By In Culture, Scribblings

The Plague of Individualism

Christians are people of the book; we are a people of the corporate book called the Bible. The Bible was composed by men who were Spirit-led in all they wrote (II Peter 1:21). But when we read the Bible, we tend to make it an encyclopedia of our favorite life verses. “You like your verses, but I have mine,” we say as if we were making observations about our poker hand.

This is perhaps one of the greatest tragedies of our day. We have come to see the Scriptures as a collection of isolated texts. We have accepted the plague of individualism under the guise of special hallmark cards. As a result, we forget that when we read John 3:16 it is true that God so loved the world, but it is only true in the context of John’s judgment-filled theology of Jesus’ coming. God loves the world, but he does this also by condemning and judging people to eternal destruction. In our day, we have decided that if John 3:16 is good enough for Tim Tebow, it’s good enough for me.

But the Bible is a corporate and contextual text. It is vastly different than the individualized approach many take to it. My own assertion is that the individualization of the Bible—the read one-verse a day Bible programs–has created a culture that practically minimizes the corporate gathering and treats the unified vision of the Scriptures as secondary in importance. Therefore, to quote James B. Jordan, “individualism means that the Bible history is reduced to moralistic stories.” But Samson, Jacob, and Ruth only make sense in union with the rest of the Bible and read in union with the hermeneutic of all Scriptures.
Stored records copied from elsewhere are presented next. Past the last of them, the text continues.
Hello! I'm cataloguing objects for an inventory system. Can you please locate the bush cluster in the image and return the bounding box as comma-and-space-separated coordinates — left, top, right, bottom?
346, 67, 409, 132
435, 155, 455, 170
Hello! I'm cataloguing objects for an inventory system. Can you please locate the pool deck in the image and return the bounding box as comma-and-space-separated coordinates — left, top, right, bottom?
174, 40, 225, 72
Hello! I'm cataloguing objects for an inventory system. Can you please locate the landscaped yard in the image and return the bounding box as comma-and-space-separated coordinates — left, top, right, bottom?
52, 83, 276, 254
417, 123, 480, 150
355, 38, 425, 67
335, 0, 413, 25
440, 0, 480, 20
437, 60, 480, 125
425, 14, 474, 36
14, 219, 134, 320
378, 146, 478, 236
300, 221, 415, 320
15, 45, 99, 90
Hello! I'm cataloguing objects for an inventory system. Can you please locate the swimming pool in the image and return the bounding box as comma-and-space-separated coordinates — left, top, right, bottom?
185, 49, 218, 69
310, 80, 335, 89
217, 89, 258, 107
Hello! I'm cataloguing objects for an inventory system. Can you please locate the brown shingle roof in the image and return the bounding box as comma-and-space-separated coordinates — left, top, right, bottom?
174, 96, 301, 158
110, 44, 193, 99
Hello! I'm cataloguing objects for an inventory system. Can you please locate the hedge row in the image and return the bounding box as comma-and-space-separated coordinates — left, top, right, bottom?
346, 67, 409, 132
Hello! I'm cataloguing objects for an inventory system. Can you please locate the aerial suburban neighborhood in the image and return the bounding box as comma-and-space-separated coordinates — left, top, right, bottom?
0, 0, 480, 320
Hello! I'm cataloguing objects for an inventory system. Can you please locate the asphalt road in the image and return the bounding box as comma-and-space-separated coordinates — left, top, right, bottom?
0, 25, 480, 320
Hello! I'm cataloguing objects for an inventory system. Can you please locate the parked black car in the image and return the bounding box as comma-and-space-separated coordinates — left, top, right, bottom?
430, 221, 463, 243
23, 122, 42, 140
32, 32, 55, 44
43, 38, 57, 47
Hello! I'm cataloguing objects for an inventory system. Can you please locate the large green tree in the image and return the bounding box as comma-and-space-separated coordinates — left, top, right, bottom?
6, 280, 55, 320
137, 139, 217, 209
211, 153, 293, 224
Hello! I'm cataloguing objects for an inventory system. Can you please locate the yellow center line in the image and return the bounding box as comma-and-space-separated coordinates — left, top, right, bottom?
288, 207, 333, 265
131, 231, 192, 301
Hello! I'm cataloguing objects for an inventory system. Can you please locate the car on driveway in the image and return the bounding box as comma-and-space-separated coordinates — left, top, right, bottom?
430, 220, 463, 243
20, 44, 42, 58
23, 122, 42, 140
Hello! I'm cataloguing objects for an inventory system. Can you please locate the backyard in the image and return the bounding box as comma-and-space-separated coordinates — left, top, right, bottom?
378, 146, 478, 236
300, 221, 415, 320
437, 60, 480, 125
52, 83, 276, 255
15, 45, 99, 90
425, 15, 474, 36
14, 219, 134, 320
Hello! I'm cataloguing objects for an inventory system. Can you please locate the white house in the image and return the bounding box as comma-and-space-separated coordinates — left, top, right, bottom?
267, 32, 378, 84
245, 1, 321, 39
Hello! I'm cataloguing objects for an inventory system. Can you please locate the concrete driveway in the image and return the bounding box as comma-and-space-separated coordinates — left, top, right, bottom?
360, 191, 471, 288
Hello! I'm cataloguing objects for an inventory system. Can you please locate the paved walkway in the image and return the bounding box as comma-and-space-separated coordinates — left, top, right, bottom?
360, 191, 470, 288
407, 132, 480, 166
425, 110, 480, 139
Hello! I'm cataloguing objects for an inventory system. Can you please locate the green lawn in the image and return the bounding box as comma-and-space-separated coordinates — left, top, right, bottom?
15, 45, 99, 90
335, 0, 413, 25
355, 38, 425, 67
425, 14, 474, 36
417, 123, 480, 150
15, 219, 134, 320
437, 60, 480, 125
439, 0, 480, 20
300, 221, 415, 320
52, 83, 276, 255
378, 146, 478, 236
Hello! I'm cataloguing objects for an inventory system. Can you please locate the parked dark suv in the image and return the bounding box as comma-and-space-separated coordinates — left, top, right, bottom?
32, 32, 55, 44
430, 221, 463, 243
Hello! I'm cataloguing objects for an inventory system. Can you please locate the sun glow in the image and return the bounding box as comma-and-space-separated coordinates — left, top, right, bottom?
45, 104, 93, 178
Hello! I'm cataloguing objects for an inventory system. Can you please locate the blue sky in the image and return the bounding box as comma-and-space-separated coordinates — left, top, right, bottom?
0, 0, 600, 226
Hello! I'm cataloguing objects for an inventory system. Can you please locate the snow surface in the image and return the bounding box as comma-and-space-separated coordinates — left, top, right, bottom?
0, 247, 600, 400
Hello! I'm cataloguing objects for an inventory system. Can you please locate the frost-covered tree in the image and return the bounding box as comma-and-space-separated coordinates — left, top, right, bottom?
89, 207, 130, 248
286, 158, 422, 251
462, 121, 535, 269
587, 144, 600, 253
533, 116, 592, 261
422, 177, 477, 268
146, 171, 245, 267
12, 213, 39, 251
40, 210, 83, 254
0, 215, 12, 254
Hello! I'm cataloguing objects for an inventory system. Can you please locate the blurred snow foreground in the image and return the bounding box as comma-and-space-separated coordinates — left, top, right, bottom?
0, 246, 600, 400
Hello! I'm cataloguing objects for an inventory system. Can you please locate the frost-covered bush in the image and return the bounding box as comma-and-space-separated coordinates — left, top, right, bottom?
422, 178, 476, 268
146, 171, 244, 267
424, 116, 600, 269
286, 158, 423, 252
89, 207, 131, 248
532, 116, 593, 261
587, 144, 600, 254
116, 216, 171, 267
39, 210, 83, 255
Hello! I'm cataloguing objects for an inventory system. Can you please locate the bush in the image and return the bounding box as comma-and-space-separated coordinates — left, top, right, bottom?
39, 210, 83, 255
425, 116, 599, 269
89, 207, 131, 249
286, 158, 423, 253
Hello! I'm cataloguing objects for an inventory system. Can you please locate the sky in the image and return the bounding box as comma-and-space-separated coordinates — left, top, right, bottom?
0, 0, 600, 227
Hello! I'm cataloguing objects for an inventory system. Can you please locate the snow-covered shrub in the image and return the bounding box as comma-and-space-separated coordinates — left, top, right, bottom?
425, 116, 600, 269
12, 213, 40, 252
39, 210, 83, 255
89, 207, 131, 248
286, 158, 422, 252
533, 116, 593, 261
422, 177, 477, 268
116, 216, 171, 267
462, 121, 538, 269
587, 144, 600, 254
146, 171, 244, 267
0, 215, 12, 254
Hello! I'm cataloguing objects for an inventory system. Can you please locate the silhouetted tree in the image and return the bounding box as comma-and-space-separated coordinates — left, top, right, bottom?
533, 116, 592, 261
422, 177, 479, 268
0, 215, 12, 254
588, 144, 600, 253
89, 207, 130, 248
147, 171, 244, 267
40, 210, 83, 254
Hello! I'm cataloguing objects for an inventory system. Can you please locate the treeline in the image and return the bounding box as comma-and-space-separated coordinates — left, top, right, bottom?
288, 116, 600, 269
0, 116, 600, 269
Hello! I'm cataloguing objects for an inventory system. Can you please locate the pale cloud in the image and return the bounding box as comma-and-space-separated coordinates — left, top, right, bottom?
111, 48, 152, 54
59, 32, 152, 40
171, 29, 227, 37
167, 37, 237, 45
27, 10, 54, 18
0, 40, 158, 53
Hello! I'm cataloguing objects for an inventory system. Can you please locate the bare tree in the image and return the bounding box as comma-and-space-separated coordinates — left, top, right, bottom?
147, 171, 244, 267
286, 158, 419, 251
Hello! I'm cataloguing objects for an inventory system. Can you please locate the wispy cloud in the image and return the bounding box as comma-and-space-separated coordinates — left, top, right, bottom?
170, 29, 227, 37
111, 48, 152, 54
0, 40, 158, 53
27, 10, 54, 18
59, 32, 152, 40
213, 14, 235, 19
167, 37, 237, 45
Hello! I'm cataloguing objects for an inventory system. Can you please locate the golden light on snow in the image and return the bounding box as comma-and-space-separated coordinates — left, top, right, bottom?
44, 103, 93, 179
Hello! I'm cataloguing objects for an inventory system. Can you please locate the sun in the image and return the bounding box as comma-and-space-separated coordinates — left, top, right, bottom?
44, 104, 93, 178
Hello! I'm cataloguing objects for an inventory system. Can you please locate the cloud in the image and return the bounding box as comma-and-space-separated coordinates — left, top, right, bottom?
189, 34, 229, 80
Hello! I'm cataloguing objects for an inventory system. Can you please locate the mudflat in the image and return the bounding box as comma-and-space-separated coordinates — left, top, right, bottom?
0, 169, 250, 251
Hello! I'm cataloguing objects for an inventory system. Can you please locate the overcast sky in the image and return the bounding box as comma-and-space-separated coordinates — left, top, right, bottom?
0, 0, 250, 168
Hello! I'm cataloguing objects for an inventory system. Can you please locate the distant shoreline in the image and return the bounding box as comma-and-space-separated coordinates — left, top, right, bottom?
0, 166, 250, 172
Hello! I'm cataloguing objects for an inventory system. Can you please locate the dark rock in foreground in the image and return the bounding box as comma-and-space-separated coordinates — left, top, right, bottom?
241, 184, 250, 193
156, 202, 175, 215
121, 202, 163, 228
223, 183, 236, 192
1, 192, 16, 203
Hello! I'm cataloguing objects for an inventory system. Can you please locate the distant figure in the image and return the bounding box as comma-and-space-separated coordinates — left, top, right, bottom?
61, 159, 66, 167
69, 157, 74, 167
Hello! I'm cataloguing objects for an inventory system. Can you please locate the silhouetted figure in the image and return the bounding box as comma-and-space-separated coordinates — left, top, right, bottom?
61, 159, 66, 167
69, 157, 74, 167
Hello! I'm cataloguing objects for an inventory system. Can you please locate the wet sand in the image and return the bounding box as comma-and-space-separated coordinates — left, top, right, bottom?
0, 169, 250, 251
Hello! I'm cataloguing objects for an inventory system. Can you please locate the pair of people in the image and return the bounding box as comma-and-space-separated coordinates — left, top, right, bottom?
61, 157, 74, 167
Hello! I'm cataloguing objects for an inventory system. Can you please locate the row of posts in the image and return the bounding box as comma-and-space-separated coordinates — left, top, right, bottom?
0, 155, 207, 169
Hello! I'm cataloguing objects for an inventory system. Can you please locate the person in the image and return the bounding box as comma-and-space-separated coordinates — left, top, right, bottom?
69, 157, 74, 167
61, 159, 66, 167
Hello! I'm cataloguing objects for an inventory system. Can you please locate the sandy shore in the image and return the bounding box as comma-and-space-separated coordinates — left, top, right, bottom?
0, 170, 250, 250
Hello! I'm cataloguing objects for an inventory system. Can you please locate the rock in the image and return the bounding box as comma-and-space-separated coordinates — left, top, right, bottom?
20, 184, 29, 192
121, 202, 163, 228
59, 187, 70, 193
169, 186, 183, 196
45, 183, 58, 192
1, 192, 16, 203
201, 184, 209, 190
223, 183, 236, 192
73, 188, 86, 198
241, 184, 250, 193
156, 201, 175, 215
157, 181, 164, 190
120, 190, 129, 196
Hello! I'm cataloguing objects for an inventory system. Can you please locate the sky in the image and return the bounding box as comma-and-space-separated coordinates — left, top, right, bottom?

When we gather for the Lord’s Day worship, we are worshiping with angels and archangels and all the company of heaven and all the Christians on earth; true enough. But when we worship, we also worship in the context of the entire biblical story. We are participants in the corporate nature of the text. We are people of the book and therefore, opposed to the plague of individualism. We come to worship not as atomized creatures, but restored humanity put together in a corporate body of worshipers reading the Scriptures in all its fullness.